$20,000. What can you purchase for that amount of money? Pay one year off a mortgage, purchase a nice used car, buy a whole bunch of stuff.
I finally got an ‘explanation of benefits’ (EOB) letter from my insurance company about my initial 15 treatments (The hospital accidently tried to file the claims with my old insurance company). According to them, the whole process, including the pre-ECT exams, cost close to $20,000. Upon getting this letter, I thought this may be a good time for me to bring up the whole topic of health care, or more specifically, health insurance and the battle on Capitol Hill.
Because I do have insurance, a large portion of the treatment is covered (When I get the real bill from the hospital, I’ll post the amount). Obviously, this is something I am very thankful for, especially since it wasn’t that easy for me to find insurance – and I’m in my 20s! I was even turned down by several companies simply because I have bipolar disorder. Thank goodness for my insurer, Golden Rule/United Healthcare. Even though my monthly rate is close to $400, it is worth what I save on medical costs. There are some younger, healthy people who may not see the need for insurance, and they may be against the new health reform because according to the new proposal, it would require that everyone be enrolled in a health insurance program. What they need to realize is that an insurance is just that, an insurance when those unforseen events arise. Obviously, they’ve never seen the base cost of a simple procedure or a doctor’s appointment, because even seeing just the true cost of one prescription would make a person realize why health insurance is so important.

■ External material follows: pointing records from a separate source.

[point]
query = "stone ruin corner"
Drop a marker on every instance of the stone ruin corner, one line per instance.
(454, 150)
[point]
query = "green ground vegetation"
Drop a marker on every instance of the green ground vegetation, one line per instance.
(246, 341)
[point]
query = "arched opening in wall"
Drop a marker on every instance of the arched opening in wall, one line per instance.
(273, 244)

What about for those who need electroconvulsive therapy but can’t get insurance? Currently, over 40 million Americans are uninsured, many not by choice. Under the new plan, insurance companies will not be allowed to turn people down simply because they have a pre-existing condition. And those who are uninsured and cannot afford insurance will be helped by an expanded form of Medicaid. Even those nowhere near the poverty level will be given an insurance subsidy to help pay for their insurance. Now, ECT clearly isn’t for everyone, but shouldn’t everyone be given all medical options when choosing treatment? I know that had I not had the ECT, I would have been dead by February.

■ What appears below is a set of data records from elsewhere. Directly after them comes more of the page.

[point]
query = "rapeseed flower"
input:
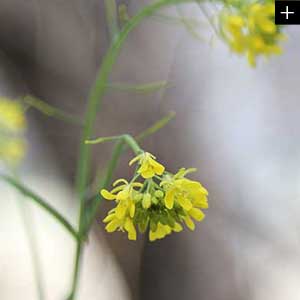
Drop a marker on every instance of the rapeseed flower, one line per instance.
(148, 165)
(249, 29)
(160, 204)
(12, 126)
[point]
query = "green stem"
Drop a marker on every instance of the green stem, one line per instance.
(37, 199)
(94, 101)
(50, 110)
(27, 220)
(117, 151)
(32, 244)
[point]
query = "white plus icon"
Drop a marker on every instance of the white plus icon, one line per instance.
(287, 12)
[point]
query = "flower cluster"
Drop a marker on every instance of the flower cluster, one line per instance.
(12, 126)
(161, 202)
(249, 29)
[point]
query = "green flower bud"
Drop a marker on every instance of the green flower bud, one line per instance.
(154, 200)
(137, 197)
(146, 201)
(159, 194)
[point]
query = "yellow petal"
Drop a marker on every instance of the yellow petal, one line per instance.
(147, 173)
(132, 209)
(134, 160)
(123, 195)
(177, 227)
(197, 214)
(169, 199)
(108, 218)
(120, 180)
(112, 226)
(189, 223)
(152, 236)
(184, 202)
(158, 168)
(146, 202)
(129, 227)
(121, 210)
(107, 195)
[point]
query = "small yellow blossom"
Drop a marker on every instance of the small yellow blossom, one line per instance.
(12, 116)
(161, 204)
(122, 215)
(250, 29)
(12, 126)
(148, 165)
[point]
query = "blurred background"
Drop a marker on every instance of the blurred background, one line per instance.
(239, 126)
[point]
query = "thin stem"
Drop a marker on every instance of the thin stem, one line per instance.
(32, 244)
(37, 199)
(50, 110)
(139, 88)
(94, 101)
(117, 151)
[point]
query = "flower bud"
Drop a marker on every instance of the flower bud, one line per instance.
(146, 201)
(159, 194)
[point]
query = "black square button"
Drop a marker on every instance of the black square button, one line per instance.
(287, 12)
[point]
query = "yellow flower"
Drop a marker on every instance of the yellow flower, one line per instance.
(148, 165)
(163, 230)
(161, 204)
(11, 115)
(187, 194)
(12, 151)
(12, 125)
(250, 29)
(121, 217)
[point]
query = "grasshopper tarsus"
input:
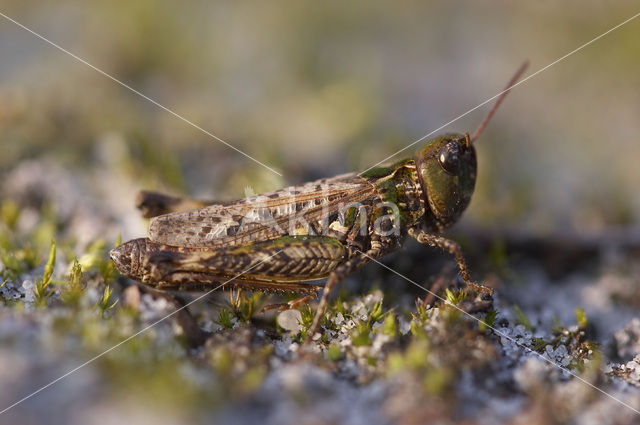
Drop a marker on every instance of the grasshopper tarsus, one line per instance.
(291, 305)
(341, 272)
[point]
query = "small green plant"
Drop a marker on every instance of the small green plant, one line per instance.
(581, 318)
(105, 303)
(361, 335)
(9, 214)
(225, 318)
(521, 318)
(488, 321)
(244, 305)
(42, 288)
(333, 353)
(376, 314)
(389, 327)
(72, 291)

To put simply, I can’t imagine being without health insurance. Without it, I wouldn’t be able to afford ECT nor would I have been able to afford some of the non-generic medications. And I certainly wouldn’t be seeing my psychiatrist on a regular basis. But I see all of these items as being crucial to keeping me alive. Moreover, I’m sure there are plenty of others who need these services even more than I do yet do not get them because they cannot afford or are denied health insurance. It’s easy to say that one is against “socialized medicine,” but does one realize what it’s like to try to get medical care when they don’t have insurance? Do they know just how much medical care costs without insurance? It’s utterly obscene. Call it ‘socialized medicine’ if you’d like, but is it such a horrible thing if it’s going to allow someone to get the care they truly need?
Though I’ve been for health care reform, I admit I haven’t been paying to much attention to the debate. However, seeing that EOB gave me a good ‘shock’ to my senses about just how much relevance this topic has in my life and others and how important it is that I become more aware about this issue.
FYI: A quite concise editorial “Health Care Reform and You” was in the New York Times on Saturday.